T-Mobile/Sprint Merger Reportedly Hurdles Security Concerns, But Opposition Continues
December 18, 2018
Officials at the Committee on Foreign Investment in the United States (CFIUS) may sign off on the proposed merger between Sprint and T-Mobile as early as this week, according to a new report. However, opponents of the transaction continue to work against it—the latest development on that front is the release of a new study arguing that, if the merger is approved, the average weekly earnings for U.S. retail wireless workers could decline by as much as 3% in some markets.

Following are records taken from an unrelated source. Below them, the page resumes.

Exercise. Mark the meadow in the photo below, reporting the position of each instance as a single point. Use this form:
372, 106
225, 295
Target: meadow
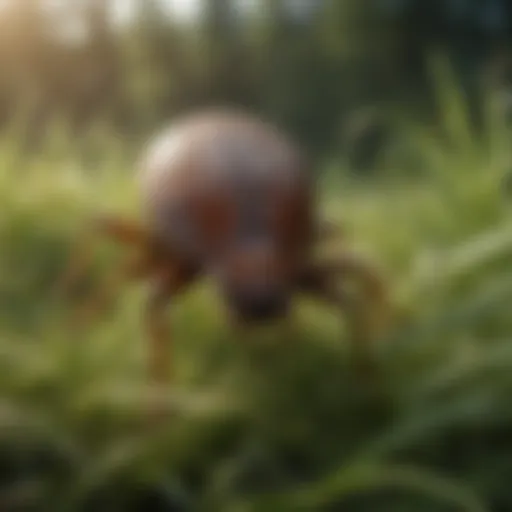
269, 422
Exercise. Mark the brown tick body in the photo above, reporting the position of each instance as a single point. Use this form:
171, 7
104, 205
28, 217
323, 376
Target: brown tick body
229, 196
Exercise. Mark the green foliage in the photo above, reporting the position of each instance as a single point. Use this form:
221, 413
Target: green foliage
277, 421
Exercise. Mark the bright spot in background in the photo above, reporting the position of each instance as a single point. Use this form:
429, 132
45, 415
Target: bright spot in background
182, 10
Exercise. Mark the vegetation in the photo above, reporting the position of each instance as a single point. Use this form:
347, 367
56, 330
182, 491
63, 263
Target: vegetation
276, 421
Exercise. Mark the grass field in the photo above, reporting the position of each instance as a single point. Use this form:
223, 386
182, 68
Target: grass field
266, 423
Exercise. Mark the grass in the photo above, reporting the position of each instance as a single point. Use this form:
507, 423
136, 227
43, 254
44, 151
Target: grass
266, 423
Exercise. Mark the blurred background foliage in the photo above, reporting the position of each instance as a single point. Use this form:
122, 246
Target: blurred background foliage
412, 95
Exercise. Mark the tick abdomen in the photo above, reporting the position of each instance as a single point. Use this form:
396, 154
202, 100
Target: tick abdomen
218, 179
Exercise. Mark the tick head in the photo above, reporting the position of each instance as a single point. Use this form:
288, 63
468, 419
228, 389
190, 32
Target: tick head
254, 282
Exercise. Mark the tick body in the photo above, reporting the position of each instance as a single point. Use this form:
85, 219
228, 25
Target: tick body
227, 195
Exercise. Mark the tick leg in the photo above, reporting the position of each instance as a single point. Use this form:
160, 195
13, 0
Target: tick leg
167, 285
120, 230
368, 312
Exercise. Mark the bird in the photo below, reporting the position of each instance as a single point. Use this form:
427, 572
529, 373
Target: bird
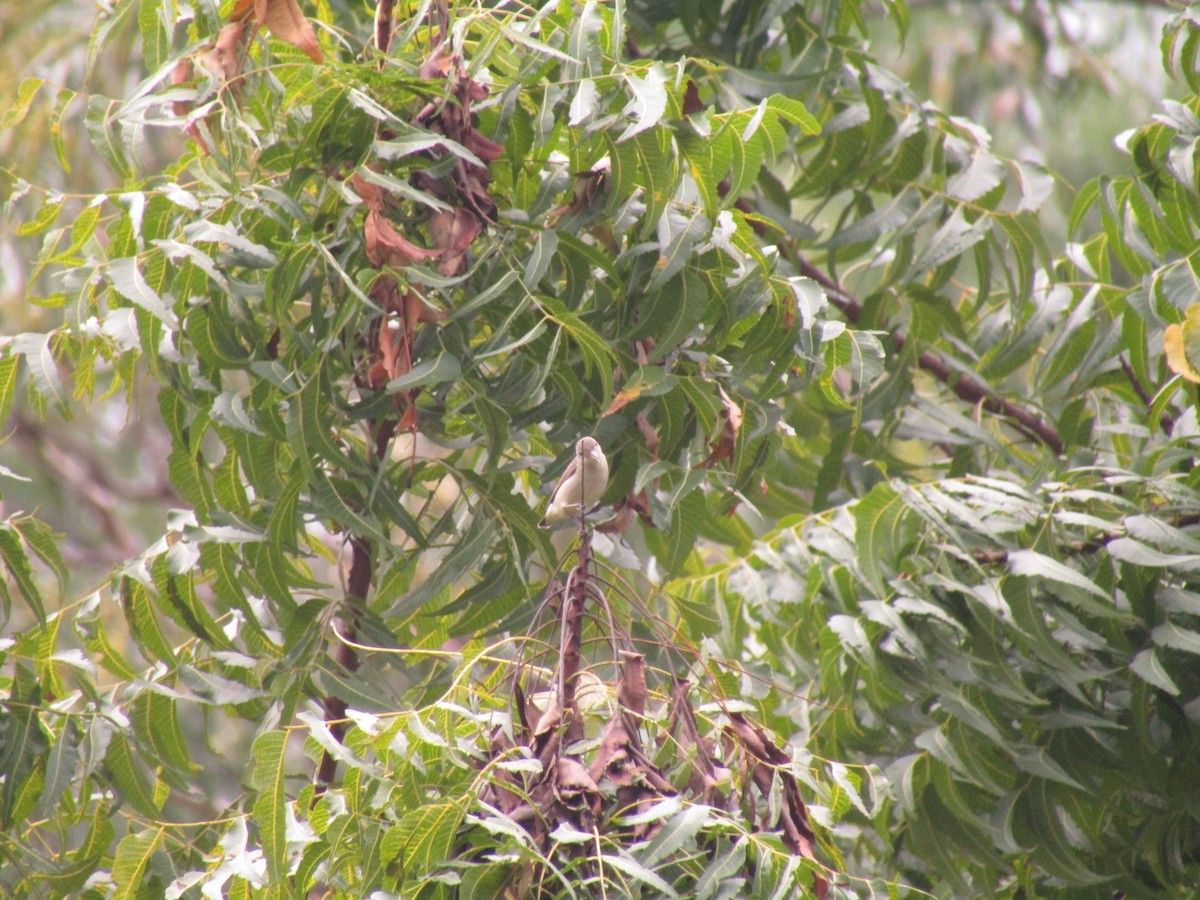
580, 486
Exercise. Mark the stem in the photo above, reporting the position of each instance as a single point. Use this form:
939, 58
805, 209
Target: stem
965, 387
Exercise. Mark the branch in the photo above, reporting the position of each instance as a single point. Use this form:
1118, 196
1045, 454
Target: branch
1084, 549
964, 387
1165, 420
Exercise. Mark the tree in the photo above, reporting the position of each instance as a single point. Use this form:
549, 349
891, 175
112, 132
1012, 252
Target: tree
894, 585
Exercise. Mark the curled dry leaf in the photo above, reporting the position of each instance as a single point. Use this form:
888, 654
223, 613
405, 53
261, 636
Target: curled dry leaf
283, 19
727, 437
387, 246
453, 232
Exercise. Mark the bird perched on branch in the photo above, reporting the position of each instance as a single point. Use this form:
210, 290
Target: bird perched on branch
581, 485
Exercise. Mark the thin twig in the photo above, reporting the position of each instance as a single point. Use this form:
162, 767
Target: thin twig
964, 385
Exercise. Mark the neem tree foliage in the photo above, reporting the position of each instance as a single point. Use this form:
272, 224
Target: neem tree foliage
893, 480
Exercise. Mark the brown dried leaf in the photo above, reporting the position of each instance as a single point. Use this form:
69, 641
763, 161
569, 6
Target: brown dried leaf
387, 246
223, 58
726, 441
371, 193
285, 21
631, 687
453, 232
571, 775
483, 147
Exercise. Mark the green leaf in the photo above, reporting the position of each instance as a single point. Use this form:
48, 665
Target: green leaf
648, 101
1147, 666
131, 861
640, 873
129, 281
424, 835
155, 37
270, 808
19, 107
1032, 564
43, 220
657, 174
43, 369
725, 863
127, 777
12, 552
883, 532
156, 724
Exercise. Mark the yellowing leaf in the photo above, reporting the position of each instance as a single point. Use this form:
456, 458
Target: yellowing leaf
1181, 342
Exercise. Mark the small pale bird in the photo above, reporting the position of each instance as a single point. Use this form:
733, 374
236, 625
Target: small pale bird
581, 485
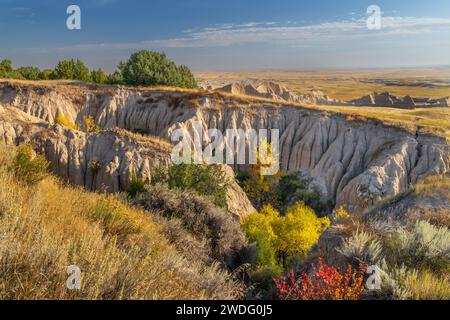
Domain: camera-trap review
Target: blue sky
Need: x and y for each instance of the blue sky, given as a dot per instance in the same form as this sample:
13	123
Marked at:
229	34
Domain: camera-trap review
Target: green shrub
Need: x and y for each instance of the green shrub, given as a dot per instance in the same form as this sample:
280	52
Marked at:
206	180
29	167
136	187
200	218
288	237
98	76
362	247
72	70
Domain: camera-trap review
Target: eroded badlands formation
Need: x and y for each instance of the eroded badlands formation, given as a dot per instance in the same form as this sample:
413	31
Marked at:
353	163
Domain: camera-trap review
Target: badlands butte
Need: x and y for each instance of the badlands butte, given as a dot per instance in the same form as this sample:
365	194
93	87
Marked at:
352	159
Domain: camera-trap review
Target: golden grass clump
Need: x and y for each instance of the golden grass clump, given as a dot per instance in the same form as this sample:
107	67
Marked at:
121	251
65	122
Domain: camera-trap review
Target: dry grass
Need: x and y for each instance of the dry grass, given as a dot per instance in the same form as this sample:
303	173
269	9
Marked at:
434	186
121	251
427	286
429	120
346	84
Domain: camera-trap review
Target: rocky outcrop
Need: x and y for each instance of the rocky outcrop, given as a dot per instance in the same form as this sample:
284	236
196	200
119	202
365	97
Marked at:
388	100
385	99
101	162
276	91
353	163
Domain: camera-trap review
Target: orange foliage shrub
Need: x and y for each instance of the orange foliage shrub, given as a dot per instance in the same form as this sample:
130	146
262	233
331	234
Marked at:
325	283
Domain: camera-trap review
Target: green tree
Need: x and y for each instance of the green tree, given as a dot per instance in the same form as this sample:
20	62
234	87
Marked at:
29	73
46	74
114	78
98	76
187	79
148	68
281	238
72	70
259	229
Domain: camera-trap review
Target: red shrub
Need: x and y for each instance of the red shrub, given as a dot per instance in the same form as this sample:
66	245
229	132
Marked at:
325	283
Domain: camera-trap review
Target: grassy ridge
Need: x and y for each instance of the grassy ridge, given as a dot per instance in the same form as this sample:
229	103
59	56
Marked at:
121	251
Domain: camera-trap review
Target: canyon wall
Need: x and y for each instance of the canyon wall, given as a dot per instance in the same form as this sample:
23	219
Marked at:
352	163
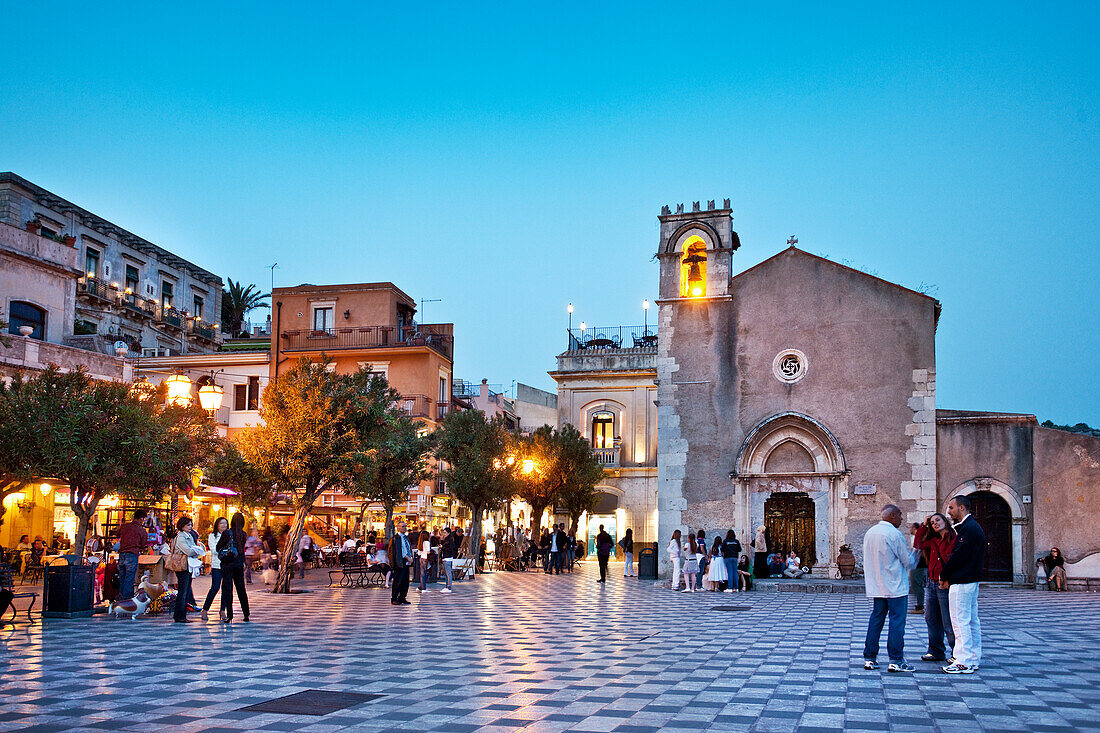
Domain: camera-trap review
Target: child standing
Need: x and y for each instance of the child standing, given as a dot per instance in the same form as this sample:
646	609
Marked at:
717	572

The various developments in recent days surrounding the proposed merger of T-Mobile and Sprint highlight not only the financial and economic positions of the nation’s third and fourth largest wireless network operators but also concerns over the country’s overall macroeconomic balance—as well as global geopolitical issues arising from an ongoing trade battle between the United States and China.
Indeed, it’s that ongoing trade battle that appears to be hovering over some of the most dramatic developments in the ongoing Sprint/T-Mobile merger process. According to a report from Reuters, the U.S. government’s CFIUS will sign off on the proposed merger after having obtained agreements from Japan’s SoftBank (Sprint’s parent company) and Germany’s Deutsche Telekom (T-Mobile’s parent company) that they will not use equipment from Chinese network equipment provider Huawei. CFIUS is a relatively secretive government agency headed by Treasury Secretary Steven Mnuchin that in part reviews international business transactions for national security issues.
Already, Japanese media have reported that SoftBank plans to replace its 4G network equipment from Huawei with hardware from Nokia and Ericsson; and separately Deutsche Telekom said late last week that it is reviewing its vendor plans in Germany and other European markets due to the debate on the security of Chinese network gear.